Dr. Harlan David Chambers
Georg-August-Universität Göttingen
Research Associate (Postdoc) in the project: "Conceptions of World Order and Their Social Carrier Groups"
Short Biography
Harlan Chambers completed his Ph.D. in Modern Chinese Literature and Culture at Columbia University in 2022 and served as a Visiting Assistant Professor of History at Illinois Wesleyan University before joining the Department of East Asian Studies at the University of Göttingen in 2024. As an interdisciplinary scholar of Chinese culture and history, as well as feminist and critical theory, his research interrogates the role of cultural practices in processes of social transformation, integrating archival research with analyses of cultural texts. He is currently developing his dissertation into a book-length project, Narrative Economies: Cultural Practice and the Economic Imagination of China’s Revolution, 1939-1976, examining how cultural creators used narrative practice to reshape the economic foundations of the nascent People’s Republic of China (PRC), from the Second World War through the late Cultural Revolution. He argues that revolutionary cultural experiments opened channels for popular participation in reshaping and contesting how the economy was conceived and practiced, contributing to a critical, socialist economics.

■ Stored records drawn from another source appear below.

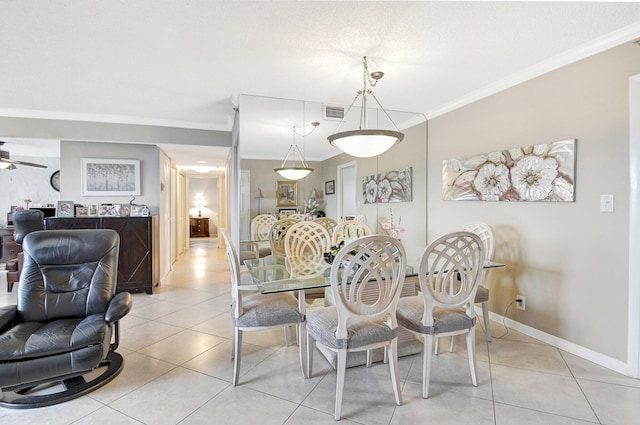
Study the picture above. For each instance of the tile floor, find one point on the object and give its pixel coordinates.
(177, 342)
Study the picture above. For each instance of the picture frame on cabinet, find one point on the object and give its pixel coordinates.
(65, 209)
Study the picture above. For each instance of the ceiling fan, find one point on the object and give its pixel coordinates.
(7, 163)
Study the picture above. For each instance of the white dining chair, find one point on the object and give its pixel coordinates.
(305, 244)
(449, 272)
(357, 323)
(260, 228)
(328, 223)
(485, 232)
(277, 235)
(252, 311)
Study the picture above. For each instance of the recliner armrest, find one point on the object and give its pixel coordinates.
(8, 314)
(119, 306)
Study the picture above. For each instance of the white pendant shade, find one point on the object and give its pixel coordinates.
(365, 143)
(294, 173)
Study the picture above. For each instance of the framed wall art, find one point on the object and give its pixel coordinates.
(390, 186)
(110, 177)
(535, 173)
(286, 193)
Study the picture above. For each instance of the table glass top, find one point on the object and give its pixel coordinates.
(280, 274)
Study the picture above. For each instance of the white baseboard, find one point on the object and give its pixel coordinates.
(570, 347)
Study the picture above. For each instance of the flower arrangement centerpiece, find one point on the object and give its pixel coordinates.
(392, 229)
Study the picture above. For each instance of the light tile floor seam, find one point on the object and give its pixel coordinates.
(595, 413)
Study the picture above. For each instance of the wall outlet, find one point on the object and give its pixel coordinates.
(522, 304)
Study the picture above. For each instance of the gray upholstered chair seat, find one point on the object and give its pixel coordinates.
(322, 324)
(268, 310)
(482, 295)
(411, 309)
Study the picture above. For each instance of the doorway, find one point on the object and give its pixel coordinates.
(203, 196)
(347, 191)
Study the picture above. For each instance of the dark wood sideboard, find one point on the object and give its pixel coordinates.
(138, 262)
(9, 249)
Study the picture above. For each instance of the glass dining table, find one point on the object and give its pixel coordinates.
(275, 274)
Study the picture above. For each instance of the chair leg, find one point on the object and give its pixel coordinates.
(485, 314)
(340, 372)
(426, 365)
(237, 347)
(471, 352)
(309, 360)
(301, 331)
(286, 336)
(392, 349)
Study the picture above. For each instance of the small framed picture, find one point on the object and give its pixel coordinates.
(108, 210)
(330, 187)
(135, 211)
(92, 210)
(286, 194)
(65, 209)
(82, 211)
(139, 211)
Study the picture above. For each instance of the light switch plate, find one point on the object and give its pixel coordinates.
(606, 203)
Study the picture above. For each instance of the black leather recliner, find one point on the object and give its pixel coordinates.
(24, 222)
(65, 323)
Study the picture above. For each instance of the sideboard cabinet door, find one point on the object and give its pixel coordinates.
(137, 263)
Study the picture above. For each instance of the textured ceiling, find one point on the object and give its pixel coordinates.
(182, 63)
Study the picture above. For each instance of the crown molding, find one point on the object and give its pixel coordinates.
(611, 40)
(112, 119)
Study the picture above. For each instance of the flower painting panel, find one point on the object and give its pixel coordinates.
(390, 186)
(543, 172)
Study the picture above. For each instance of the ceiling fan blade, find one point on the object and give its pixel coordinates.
(30, 164)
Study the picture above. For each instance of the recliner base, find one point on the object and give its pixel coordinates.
(75, 387)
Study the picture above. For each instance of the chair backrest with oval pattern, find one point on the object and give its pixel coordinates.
(306, 238)
(277, 234)
(449, 272)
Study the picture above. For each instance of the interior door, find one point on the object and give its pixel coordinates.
(347, 191)
(245, 205)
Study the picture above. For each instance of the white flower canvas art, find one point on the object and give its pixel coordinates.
(390, 186)
(544, 172)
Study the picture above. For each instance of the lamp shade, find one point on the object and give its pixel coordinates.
(365, 143)
(294, 173)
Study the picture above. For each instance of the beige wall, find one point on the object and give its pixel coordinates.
(568, 259)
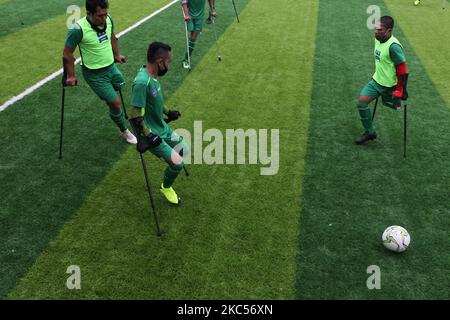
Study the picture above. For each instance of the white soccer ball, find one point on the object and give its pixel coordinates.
(396, 238)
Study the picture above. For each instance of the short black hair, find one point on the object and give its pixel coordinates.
(387, 21)
(157, 50)
(92, 5)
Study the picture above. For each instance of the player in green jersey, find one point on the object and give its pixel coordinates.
(209, 19)
(194, 15)
(388, 80)
(99, 49)
(147, 118)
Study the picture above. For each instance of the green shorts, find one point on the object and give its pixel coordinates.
(105, 82)
(374, 90)
(169, 144)
(196, 25)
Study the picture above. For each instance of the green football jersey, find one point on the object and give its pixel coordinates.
(95, 45)
(147, 93)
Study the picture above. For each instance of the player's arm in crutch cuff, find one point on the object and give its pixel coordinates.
(69, 78)
(401, 71)
(146, 139)
(172, 115)
(212, 9)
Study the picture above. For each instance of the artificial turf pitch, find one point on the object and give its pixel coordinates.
(310, 231)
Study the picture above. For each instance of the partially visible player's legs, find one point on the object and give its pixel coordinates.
(104, 83)
(170, 150)
(209, 19)
(368, 94)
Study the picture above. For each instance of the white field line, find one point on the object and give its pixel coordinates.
(55, 74)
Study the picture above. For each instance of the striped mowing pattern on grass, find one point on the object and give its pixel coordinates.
(19, 14)
(42, 192)
(235, 234)
(352, 193)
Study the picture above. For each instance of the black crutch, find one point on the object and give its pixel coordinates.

As part of a research team exploring the history of conceptions of world order at the University of Göttingen, Harlan will interrogate internationalist cultural experiments in world-making.These include aesthetic and theoretical projects related to the League of Leftwing Writers, guerrilla warfare and economic construction, and cultural efforts to reimagine China’s place in the world amidst crises of the 1930. Harlan is also examining internationalist aesthetic debates of the early People’s Republic of China, particularly their relation to questions of socialist transition. This builds upon a series of workshops that he previously co-organized and hopes to continue developing at Göttingen, “Chinese Socialism in/as Theory: Political Economy in Revolutionary China.” In addition to peer-reviewed scholarship in Modern Chinese Literature and Culture, he has translated or co-translated works by Wang Hui, Li Tuo, Zhang Jishun, and the contemporary artist Cao Fei, for positions: Asia Critique, Modern China, and The South Atlantic Quarterly.